Signos de Vida, CLAI, núm. 41, septiembre de 2006

El problema radica en el ejercicio del poder en la iglesia, cuando por conocer un poco más de teología o tener más habilidad para hablar en público, ejercemos estos dones, no para servir, sino para erigirnos en autoridad controladora de los demás. Así surgen las iglesias pastor-céntricas.

¿Qué son las iglesias pastor-céntricas?

Son iglesias en las cuales las decisiones emanan de la autoridad del pastor. Los miembros se han acostumbrado tanto a que la voz de Dios sólo se oiga desde el púlpito, que les parece un sacrilegio diferir en algo de las ideas de su pastor. Sería como una deslealtad, un pecado grave no estar de acuerdo con él. En muchos casos, el pastor que se ve a sí mismo como revestido de una unción exclusiva, se siente tan halagado por el aplauso de su congregación, que se desarrollan imperceptiblemente los rasgos de egocentrismo que conducen al autoritarismo.
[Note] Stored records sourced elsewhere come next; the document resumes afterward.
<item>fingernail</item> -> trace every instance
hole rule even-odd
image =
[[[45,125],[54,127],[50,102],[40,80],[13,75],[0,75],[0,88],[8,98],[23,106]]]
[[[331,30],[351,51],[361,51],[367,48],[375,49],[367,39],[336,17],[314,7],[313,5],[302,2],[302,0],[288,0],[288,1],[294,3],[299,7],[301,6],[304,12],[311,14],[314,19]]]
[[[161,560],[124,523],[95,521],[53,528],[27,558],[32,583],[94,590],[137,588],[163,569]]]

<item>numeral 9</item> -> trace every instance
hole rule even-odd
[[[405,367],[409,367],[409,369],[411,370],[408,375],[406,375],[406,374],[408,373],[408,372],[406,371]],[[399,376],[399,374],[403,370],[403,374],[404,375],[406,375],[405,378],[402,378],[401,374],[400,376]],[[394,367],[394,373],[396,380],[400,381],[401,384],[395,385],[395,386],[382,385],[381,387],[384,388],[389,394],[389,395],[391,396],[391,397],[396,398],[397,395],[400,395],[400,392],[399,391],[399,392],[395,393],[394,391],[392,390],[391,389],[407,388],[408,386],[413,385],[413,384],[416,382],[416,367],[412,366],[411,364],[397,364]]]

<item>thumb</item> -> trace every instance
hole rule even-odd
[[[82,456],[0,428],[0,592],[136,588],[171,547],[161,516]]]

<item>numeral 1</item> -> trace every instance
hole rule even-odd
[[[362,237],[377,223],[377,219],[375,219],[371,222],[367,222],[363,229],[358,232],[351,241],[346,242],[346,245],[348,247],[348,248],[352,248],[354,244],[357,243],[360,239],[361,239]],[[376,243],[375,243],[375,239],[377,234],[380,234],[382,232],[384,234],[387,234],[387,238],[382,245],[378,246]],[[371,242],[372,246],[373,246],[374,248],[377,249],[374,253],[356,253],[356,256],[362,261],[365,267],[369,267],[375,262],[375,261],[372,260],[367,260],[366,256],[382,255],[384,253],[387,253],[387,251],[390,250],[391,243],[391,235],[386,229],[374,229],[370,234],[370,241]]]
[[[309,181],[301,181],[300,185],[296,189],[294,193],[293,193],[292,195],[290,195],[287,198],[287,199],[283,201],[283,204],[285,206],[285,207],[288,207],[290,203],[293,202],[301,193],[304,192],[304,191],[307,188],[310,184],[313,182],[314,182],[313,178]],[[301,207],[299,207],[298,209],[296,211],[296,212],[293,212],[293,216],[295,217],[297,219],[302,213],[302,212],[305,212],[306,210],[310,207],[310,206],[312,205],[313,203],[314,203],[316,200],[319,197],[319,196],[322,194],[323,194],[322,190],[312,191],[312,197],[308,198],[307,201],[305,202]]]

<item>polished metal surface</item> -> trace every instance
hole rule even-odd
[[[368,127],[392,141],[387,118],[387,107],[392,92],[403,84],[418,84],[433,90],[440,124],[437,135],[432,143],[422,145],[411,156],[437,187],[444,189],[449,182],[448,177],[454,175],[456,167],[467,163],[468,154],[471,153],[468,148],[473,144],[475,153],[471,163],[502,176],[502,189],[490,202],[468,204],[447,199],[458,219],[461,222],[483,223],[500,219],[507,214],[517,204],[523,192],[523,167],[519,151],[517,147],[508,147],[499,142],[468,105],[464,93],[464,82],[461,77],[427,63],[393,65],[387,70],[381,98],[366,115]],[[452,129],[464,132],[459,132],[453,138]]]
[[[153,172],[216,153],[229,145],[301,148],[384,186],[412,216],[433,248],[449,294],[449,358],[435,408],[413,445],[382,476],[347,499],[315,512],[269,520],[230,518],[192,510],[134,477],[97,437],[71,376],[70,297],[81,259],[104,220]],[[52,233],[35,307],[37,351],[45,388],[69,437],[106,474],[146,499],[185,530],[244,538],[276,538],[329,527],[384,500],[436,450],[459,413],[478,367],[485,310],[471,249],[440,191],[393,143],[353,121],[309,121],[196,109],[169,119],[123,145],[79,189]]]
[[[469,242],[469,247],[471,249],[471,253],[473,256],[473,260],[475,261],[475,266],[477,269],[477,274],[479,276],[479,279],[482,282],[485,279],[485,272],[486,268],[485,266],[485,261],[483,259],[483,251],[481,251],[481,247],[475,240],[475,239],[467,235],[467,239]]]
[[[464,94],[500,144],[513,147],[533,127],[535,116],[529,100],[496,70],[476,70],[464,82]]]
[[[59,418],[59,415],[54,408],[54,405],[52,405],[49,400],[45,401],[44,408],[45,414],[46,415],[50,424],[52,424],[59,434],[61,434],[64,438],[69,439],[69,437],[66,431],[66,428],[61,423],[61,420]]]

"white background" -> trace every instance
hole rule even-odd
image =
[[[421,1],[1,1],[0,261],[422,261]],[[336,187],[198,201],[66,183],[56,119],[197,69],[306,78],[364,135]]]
Estos son los rezagos de la antigua separación entre clérigos y laicos, alimentados por la propia tradición de la iglesia. Esto lo escribe quien ha sido pastor durante más de cuarenta años, por lo que lo hago sin ánimo de denigrar un llamamiento que reconozco como divino y una vocación que viviré hasta el último día de mi vida.

No es extraño, entonces, que el lenguaje más espiritual, la voz más cargada de bendición se convierta en solapada manipulación de los demás para imponer los criterios propios. Y todo ocurre en una atmósfera de piedad y devoción.

Los pastores así transformados por este autoritarismo empiezan a hablar de mi iglesia, mis miembros, yo no permito en mi iglesia, tengo un miembro, como si la iglesia fuera de su propiedad.

El modelo cristo-céntrico de Iglesia

Esto dista mucho del modelo cristo-céntrico de iglesia, en el cual Cristo es la cabeza, la autoridad, y los miembros del cuerpo, todos iguales en importancia, contribuyen cada uno con su don al crecimiento de todo el organismo. San Pablo nos advierte que el cuerpo no es uno, sino muchos (1ª Corintios 12.14). Y, de hecho, una iglesia puede existir sin pastor, pero no sin sus miembros.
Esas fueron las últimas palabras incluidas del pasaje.